Alan renamed the now independent Anaheim church 'Dwelling Place', where he remains as pastor. Similar concerns have continued at Dwelling Place under Scott, and in 2024 their worship leader was prohibited from attending a Christian conference following allegations of spiritual abuse while under Alan Scott's leadership at Dwelling Place.

In September 2024, the Charity Commission for Northern Ireland stepped in and have decided to run another investigation into the Causeway Coast Vineyard. The focus of this new probe is around the church's governance arrangements and its response to the allegations made against Alan and Kathryn Scott.

Like the senior leadership of the church, the trustee board is dominated by one family - the Lynas family - and their spouses. The Lynas family are one the wealthiest in the area, who own a major food distribution operation. The Chairperson, Peter Lynas, is also works for Evangelical Alliance, a controversial lobby group who have been criticised for their conservative stance on a range of issues.

=== Healing on the Streets ===
A leader within the Causeway Coast Vineyard, in Northern Ireland, Mark Marx, started a branch of the church called 'Healing on the Streets'. This organisation made promises to cure medical conditions through faith healing, first on the streets of Coleraine and then training other churches.
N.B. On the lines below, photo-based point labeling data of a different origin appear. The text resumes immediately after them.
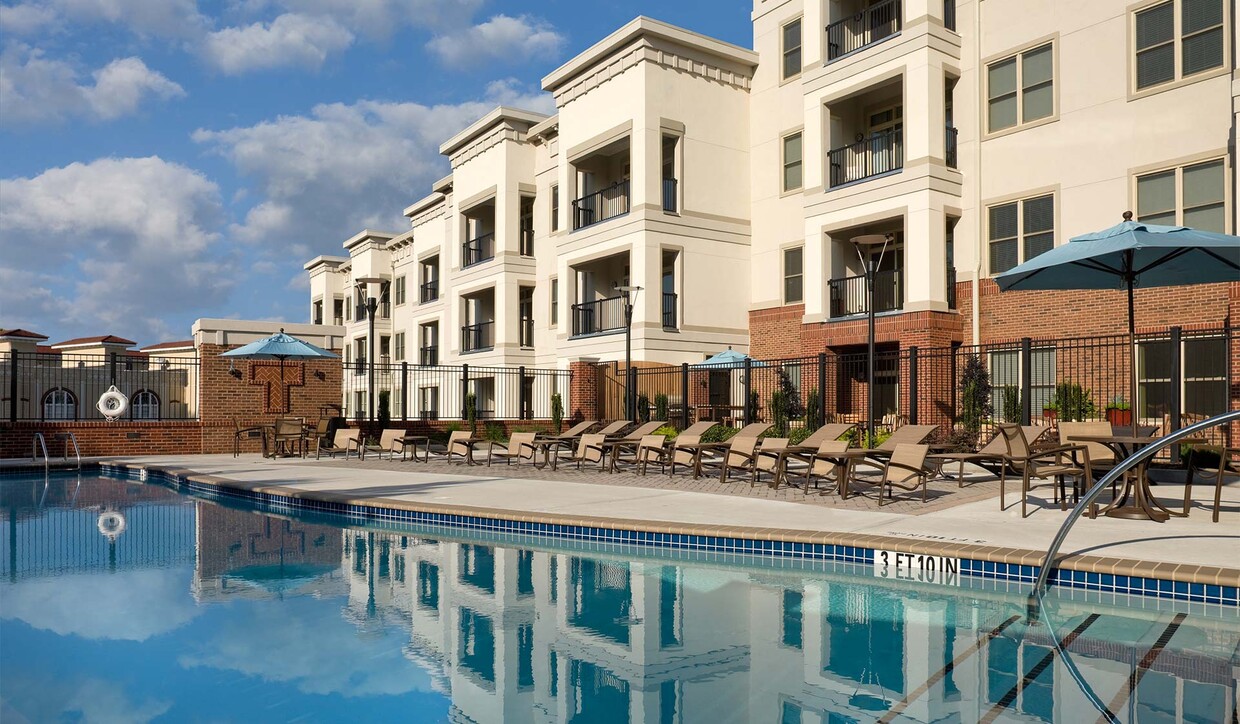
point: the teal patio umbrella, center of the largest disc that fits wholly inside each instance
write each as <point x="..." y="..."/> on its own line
<point x="1127" y="256"/>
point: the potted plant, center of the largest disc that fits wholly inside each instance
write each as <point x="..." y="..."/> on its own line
<point x="1119" y="413"/>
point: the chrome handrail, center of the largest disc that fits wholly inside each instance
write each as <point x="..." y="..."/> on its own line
<point x="1129" y="463"/>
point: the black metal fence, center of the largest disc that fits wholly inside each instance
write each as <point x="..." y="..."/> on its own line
<point x="36" y="386"/>
<point x="416" y="392"/>
<point x="1182" y="377"/>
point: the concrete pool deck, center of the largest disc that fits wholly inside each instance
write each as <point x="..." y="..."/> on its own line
<point x="1193" y="548"/>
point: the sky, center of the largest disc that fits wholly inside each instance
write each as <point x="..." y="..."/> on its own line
<point x="168" y="160"/>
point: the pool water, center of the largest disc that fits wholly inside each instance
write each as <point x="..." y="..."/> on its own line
<point x="128" y="601"/>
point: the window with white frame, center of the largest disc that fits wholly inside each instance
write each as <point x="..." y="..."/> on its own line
<point x="1021" y="88"/>
<point x="791" y="41"/>
<point x="144" y="406"/>
<point x="794" y="275"/>
<point x="1192" y="196"/>
<point x="1018" y="231"/>
<point x="791" y="161"/>
<point x="1178" y="39"/>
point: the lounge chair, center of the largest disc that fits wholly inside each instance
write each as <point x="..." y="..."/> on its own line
<point x="1052" y="464"/>
<point x="345" y="441"/>
<point x="520" y="446"/>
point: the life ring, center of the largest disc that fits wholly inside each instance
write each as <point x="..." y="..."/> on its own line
<point x="112" y="523"/>
<point x="113" y="403"/>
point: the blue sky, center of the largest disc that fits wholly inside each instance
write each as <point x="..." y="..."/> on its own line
<point x="166" y="160"/>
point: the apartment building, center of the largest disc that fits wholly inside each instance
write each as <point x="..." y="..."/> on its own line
<point x="729" y="185"/>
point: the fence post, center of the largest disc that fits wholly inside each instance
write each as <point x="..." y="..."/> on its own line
<point x="404" y="392"/>
<point x="1026" y="381"/>
<point x="822" y="388"/>
<point x="685" y="394"/>
<point x="748" y="386"/>
<point x="913" y="384"/>
<point x="1177" y="381"/>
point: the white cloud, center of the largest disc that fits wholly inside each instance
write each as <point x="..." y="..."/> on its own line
<point x="132" y="242"/>
<point x="501" y="39"/>
<point x="289" y="40"/>
<point x="323" y="176"/>
<point x="40" y="89"/>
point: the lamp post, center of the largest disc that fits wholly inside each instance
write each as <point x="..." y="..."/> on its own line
<point x="630" y="398"/>
<point x="864" y="243"/>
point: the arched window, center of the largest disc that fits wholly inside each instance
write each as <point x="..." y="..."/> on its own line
<point x="144" y="406"/>
<point x="60" y="404"/>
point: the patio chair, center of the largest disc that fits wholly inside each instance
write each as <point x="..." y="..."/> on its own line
<point x="520" y="448"/>
<point x="251" y="432"/>
<point x="345" y="441"/>
<point x="1053" y="464"/>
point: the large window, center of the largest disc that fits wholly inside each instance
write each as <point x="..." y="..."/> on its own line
<point x="1173" y="45"/>
<point x="794" y="275"/>
<point x="1191" y="196"/>
<point x="1018" y="231"/>
<point x="1021" y="89"/>
<point x="791" y="161"/>
<point x="791" y="39"/>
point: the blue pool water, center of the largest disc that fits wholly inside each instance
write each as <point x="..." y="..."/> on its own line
<point x="128" y="601"/>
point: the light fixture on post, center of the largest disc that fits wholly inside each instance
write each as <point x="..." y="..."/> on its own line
<point x="630" y="381"/>
<point x="371" y="306"/>
<point x="864" y="246"/>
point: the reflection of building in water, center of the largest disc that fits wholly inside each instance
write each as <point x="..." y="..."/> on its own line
<point x="249" y="554"/>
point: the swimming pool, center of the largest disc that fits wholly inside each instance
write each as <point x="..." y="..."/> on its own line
<point x="129" y="601"/>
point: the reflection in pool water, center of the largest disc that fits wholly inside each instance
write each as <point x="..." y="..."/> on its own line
<point x="201" y="611"/>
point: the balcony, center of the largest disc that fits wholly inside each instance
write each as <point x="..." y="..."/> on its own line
<point x="478" y="249"/>
<point x="848" y="294"/>
<point x="670" y="310"/>
<point x="863" y="29"/>
<point x="478" y="337"/>
<point x="882" y="153"/>
<point x="603" y="316"/>
<point x="602" y="205"/>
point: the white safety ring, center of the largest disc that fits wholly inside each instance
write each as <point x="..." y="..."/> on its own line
<point x="113" y="403"/>
<point x="112" y="523"/>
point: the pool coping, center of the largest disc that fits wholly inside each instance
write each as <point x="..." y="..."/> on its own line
<point x="1184" y="582"/>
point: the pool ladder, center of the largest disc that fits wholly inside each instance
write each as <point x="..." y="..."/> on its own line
<point x="40" y="445"/>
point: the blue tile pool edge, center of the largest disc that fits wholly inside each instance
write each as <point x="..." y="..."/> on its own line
<point x="1067" y="578"/>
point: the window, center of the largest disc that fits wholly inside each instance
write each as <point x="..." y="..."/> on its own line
<point x="1199" y="39"/>
<point x="1191" y="196"/>
<point x="792" y="48"/>
<point x="1021" y="88"/>
<point x="554" y="207"/>
<point x="1019" y="231"/>
<point x="792" y="275"/>
<point x="144" y="406"/>
<point x="60" y="404"/>
<point x="792" y="161"/>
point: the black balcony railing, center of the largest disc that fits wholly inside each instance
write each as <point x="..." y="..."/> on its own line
<point x="863" y="29"/>
<point x="668" y="310"/>
<point x="602" y="205"/>
<point x="478" y="337"/>
<point x="478" y="249"/>
<point x="882" y="153"/>
<point x="848" y="294"/>
<point x="670" y="195"/>
<point x="603" y="316"/>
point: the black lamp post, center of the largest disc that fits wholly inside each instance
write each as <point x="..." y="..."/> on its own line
<point x="630" y="398"/>
<point x="863" y="243"/>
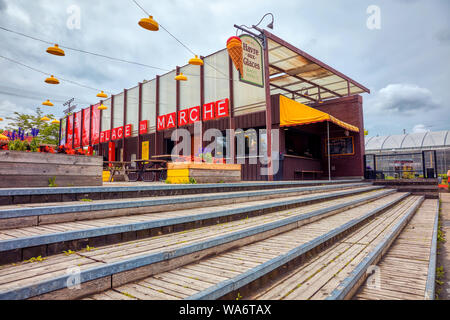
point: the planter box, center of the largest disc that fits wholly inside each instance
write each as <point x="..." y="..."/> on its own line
<point x="180" y="172"/>
<point x="20" y="169"/>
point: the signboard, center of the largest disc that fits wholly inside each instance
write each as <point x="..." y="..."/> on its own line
<point x="77" y="130"/>
<point x="86" y="126"/>
<point x="69" y="131"/>
<point x="210" y="111"/>
<point x="95" y="124"/>
<point x="143" y="127"/>
<point x="343" y="146"/>
<point x="116" y="133"/>
<point x="253" y="71"/>
<point x="145" y="150"/>
<point x="62" y="140"/>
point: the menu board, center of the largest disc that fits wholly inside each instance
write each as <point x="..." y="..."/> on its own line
<point x="77" y="130"/>
<point x="62" y="138"/>
<point x="95" y="136"/>
<point x="86" y="126"/>
<point x="341" y="146"/>
<point x="69" y="131"/>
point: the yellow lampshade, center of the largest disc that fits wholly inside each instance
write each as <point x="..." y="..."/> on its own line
<point x="181" y="77"/>
<point x="149" y="24"/>
<point x="102" y="95"/>
<point x="52" y="80"/>
<point x="196" y="61"/>
<point x="47" y="103"/>
<point x="57" y="51"/>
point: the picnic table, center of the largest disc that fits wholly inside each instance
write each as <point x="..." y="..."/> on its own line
<point x="148" y="170"/>
<point x="116" y="167"/>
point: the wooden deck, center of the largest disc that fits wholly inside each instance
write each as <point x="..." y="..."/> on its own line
<point x="404" y="271"/>
<point x="26" y="273"/>
<point x="191" y="279"/>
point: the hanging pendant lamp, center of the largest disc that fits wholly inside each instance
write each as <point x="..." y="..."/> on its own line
<point x="57" y="51"/>
<point x="52" y="80"/>
<point x="196" y="61"/>
<point x="102" y="95"/>
<point x="181" y="77"/>
<point x="149" y="24"/>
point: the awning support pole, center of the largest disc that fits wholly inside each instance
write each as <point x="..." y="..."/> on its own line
<point x="328" y="150"/>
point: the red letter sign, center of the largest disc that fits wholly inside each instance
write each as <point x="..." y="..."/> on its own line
<point x="222" y="108"/>
<point x="194" y="114"/>
<point x="182" y="117"/>
<point x="208" y="111"/>
<point x="171" y="120"/>
<point x="119" y="131"/>
<point x="114" y="134"/>
<point x="161" y="122"/>
<point x="128" y="130"/>
<point x="143" y="127"/>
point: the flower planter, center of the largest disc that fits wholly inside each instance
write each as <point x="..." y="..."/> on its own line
<point x="189" y="172"/>
<point x="35" y="169"/>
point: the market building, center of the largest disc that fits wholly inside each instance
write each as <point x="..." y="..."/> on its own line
<point x="316" y="111"/>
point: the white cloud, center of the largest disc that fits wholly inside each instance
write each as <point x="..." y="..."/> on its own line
<point x="420" y="128"/>
<point x="404" y="98"/>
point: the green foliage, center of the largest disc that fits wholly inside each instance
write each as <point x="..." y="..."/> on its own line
<point x="48" y="133"/>
<point x="37" y="259"/>
<point x="51" y="182"/>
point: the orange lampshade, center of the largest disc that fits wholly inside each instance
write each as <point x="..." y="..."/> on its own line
<point x="47" y="103"/>
<point x="102" y="95"/>
<point x="149" y="24"/>
<point x="196" y="61"/>
<point x="52" y="80"/>
<point x="57" y="51"/>
<point x="181" y="77"/>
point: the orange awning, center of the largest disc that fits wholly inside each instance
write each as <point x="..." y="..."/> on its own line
<point x="293" y="113"/>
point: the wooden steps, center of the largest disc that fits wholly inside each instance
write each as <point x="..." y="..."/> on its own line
<point x="407" y="270"/>
<point x="53" y="238"/>
<point x="238" y="263"/>
<point x="9" y="196"/>
<point x="123" y="263"/>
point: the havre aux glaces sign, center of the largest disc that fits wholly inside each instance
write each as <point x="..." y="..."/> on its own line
<point x="253" y="70"/>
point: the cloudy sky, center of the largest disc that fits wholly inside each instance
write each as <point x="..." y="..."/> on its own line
<point x="405" y="63"/>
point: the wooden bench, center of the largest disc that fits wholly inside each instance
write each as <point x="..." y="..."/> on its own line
<point x="302" y="172"/>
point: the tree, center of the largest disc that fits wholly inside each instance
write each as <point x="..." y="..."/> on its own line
<point x="48" y="133"/>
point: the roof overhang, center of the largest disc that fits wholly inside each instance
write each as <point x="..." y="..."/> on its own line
<point x="301" y="77"/>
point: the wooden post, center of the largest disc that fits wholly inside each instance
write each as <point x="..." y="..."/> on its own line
<point x="125" y="94"/>
<point x="138" y="156"/>
<point x="268" y="110"/>
<point x="156" y="142"/>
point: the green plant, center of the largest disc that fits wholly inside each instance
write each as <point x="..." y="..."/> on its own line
<point x="439" y="275"/>
<point x="37" y="259"/>
<point x="51" y="182"/>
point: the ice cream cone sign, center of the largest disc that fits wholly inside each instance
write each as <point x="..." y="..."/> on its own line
<point x="234" y="47"/>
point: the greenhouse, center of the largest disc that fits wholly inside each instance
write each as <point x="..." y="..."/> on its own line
<point x="409" y="155"/>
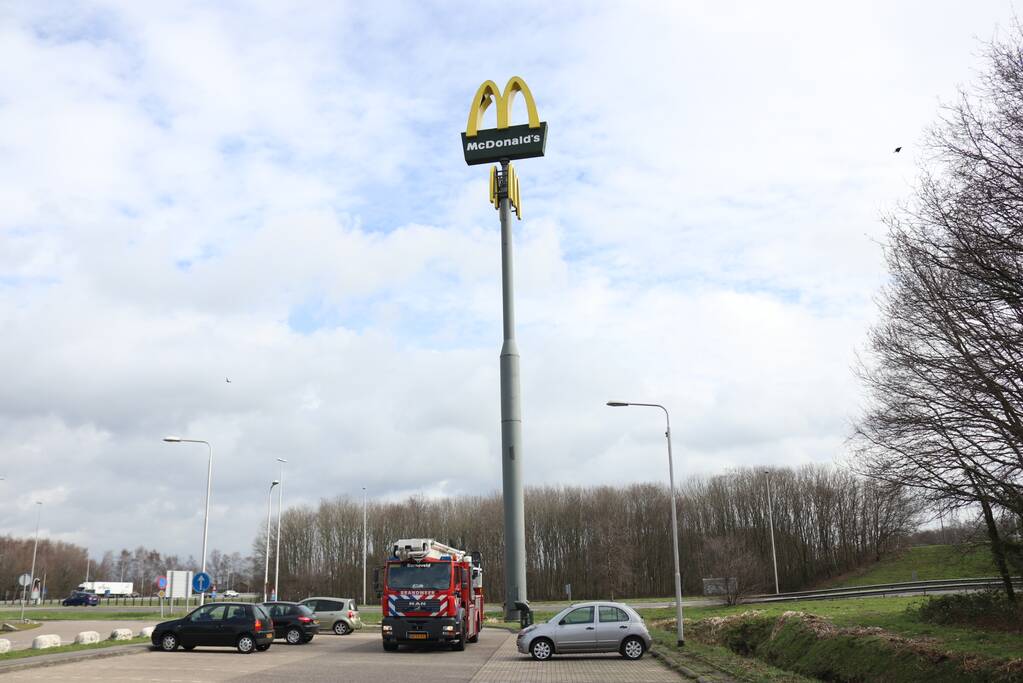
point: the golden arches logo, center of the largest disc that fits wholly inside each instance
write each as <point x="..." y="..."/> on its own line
<point x="489" y="93"/>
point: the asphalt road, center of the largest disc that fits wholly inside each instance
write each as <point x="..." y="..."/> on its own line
<point x="357" y="657"/>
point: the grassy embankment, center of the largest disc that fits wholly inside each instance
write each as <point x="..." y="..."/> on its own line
<point x="924" y="563"/>
<point x="18" y="654"/>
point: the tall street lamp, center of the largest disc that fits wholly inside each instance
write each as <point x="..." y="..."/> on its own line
<point x="363" y="545"/>
<point x="674" y="520"/>
<point x="280" y="505"/>
<point x="209" y="484"/>
<point x="770" y="521"/>
<point x="32" y="575"/>
<point x="266" y="564"/>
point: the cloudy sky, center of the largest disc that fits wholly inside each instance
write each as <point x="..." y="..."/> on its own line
<point x="274" y="192"/>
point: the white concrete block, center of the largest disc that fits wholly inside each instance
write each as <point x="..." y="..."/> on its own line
<point x="42" y="642"/>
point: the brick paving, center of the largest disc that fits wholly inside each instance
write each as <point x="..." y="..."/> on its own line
<point x="508" y="666"/>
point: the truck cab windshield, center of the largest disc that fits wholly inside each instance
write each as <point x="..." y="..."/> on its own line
<point x="426" y="576"/>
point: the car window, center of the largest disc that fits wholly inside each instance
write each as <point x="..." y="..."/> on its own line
<point x="237" y="612"/>
<point x="211" y="613"/>
<point x="579" y="616"/>
<point x="608" y="613"/>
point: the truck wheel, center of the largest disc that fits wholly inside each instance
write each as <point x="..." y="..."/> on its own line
<point x="541" y="649"/>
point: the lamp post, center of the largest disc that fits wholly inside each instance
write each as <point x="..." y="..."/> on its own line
<point x="363" y="545"/>
<point x="209" y="484"/>
<point x="35" y="546"/>
<point x="674" y="520"/>
<point x="266" y="564"/>
<point x="770" y="521"/>
<point x="280" y="505"/>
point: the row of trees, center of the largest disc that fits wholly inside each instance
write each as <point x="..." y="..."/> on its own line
<point x="945" y="363"/>
<point x="616" y="541"/>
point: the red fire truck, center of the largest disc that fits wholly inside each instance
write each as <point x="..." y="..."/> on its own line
<point x="430" y="593"/>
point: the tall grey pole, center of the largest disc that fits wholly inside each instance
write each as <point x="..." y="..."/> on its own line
<point x="32" y="575"/>
<point x="515" y="517"/>
<point x="266" y="562"/>
<point x="209" y="486"/>
<point x="770" y="518"/>
<point x="363" y="545"/>
<point x="674" y="519"/>
<point x="276" y="558"/>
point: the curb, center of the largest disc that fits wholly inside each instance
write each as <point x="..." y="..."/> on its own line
<point x="67" y="657"/>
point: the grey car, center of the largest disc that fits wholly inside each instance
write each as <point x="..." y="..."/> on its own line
<point x="339" y="615"/>
<point x="587" y="627"/>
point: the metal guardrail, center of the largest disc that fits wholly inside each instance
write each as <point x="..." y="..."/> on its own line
<point x="888" y="589"/>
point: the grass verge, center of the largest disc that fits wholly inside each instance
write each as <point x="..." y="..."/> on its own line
<point x="20" y="654"/>
<point x="75" y="616"/>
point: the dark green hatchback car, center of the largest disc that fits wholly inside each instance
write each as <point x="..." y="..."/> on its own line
<point x="246" y="627"/>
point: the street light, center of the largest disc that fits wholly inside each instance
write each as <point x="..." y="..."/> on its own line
<point x="674" y="520"/>
<point x="266" y="570"/>
<point x="770" y="517"/>
<point x="32" y="575"/>
<point x="280" y="505"/>
<point x="363" y="545"/>
<point x="209" y="484"/>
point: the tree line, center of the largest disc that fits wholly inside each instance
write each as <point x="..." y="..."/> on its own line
<point x="616" y="542"/>
<point x="944" y="364"/>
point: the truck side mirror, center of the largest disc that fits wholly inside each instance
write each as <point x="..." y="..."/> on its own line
<point x="377" y="588"/>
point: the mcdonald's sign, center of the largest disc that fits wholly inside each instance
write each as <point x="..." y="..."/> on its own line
<point x="505" y="141"/>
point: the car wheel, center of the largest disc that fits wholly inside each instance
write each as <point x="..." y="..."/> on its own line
<point x="541" y="649"/>
<point x="632" y="648"/>
<point x="247" y="645"/>
<point x="169" y="642"/>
These claims - including the claim they could heal cancer - have been challenged by the Advertising Standards Authority (ASA) who concluded that the claims were 'misleading'. This led to media stories around the Bath group, and the Nottingham group.

The Evangelical Alliance policy arm is led by Peter Lynas, who is also Chair of the Causeway Coast Vineyard board. Evangelical Alliance supported Mark Marx organisations and believes the regulations should not apply to the Healing on the Streets activities.

Mark Marx and Causeway Coast Vineyard founder Alan Scott have now moved together to Dwelling Place, California.